All the Senate bill does, he said, is trigger the same fight when Congress returns next month.
"I believe that two months is just kicking the can down the road. The American people are tired of that. Frankly, I'm tired of it," Boehner said.
Laena Fallon, spokeswoman for House Majority Leader Eric Cantor, R-Va., echoed that view: "Two months is too short," she said in a written statement. "The House opposes (the Senate) bill because — to put it simply — we owe the middle class, employers and doctors better than a two-month extension. Washington is already causing massive uncertainty to those struggling in the Obama economy. We can do better. "
House Republicans are expected to come up with an alternative plan.
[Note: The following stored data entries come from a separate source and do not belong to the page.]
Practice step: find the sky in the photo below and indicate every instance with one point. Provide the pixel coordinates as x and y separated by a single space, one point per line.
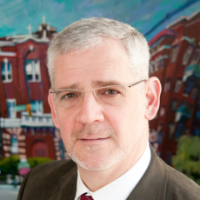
16 15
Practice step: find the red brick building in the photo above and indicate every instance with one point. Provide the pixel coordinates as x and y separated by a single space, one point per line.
175 60
26 126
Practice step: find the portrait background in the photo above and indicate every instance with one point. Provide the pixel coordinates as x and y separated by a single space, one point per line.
27 134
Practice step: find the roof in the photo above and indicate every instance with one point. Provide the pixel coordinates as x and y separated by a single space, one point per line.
183 18
162 33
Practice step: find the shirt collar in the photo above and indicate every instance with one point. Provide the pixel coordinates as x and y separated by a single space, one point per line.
121 187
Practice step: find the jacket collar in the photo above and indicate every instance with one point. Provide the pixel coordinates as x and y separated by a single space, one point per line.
67 187
151 186
154 182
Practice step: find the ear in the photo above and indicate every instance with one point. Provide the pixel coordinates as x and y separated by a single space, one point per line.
152 91
53 109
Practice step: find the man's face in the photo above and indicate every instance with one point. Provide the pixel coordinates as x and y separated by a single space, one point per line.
97 135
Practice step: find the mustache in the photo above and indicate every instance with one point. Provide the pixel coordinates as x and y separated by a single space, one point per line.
93 130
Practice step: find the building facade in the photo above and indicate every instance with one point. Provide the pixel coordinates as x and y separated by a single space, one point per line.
26 126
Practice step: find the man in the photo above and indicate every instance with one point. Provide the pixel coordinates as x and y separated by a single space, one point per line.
101 100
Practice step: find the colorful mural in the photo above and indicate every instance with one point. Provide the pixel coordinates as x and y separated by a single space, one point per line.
175 60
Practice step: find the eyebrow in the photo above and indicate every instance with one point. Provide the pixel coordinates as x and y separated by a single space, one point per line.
94 83
72 86
105 83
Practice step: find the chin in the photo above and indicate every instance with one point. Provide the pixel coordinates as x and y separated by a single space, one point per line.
95 161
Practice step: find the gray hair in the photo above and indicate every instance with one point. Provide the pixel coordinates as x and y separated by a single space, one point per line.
87 33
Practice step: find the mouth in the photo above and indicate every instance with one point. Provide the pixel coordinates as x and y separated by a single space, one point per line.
93 140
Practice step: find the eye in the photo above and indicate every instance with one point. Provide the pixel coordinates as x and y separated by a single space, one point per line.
67 96
111 91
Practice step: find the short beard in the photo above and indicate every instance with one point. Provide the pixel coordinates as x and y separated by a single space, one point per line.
110 159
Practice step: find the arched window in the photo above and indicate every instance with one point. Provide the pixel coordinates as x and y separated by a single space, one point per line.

Last week, they approved a bill that would continue the breaks for a year. It gradually would reduce the maximum weeks of unemployment benefits from the current 99 weeks to 59 weeks, and pay for the plan partly with a freeze on federal pay.
If the House rejects the Senate's two-month plan, House and Senate negotiators would have to make a deal before Dec. 31.
Reid was not pleased. "When we met last week, Speaker Boehner requested that Senator McConnell and I work out a compromise. Neither side got everything they wanted, but we forged a middle ground that passed the Senate by an overwhelming bipartisan majority," Reid said.
The House plans votes Monday night. Since Republicans hold 242 of the House's 435 seats, the Senate plan is unlikely to pass, although an alternative could be approved.
Getting a one-year plan has proven difficult, however, since Democrats want to pay for it with a surtax on income over $1 million, which Republicans tend to oppose.
Other Democrats were upset about the Keystone provision.
"This expedited process will bypass a thorough review of the project as well as an ongoing investigation of the review process by the State Department Inspector General," said Rep. Peter Welch, D-Vt.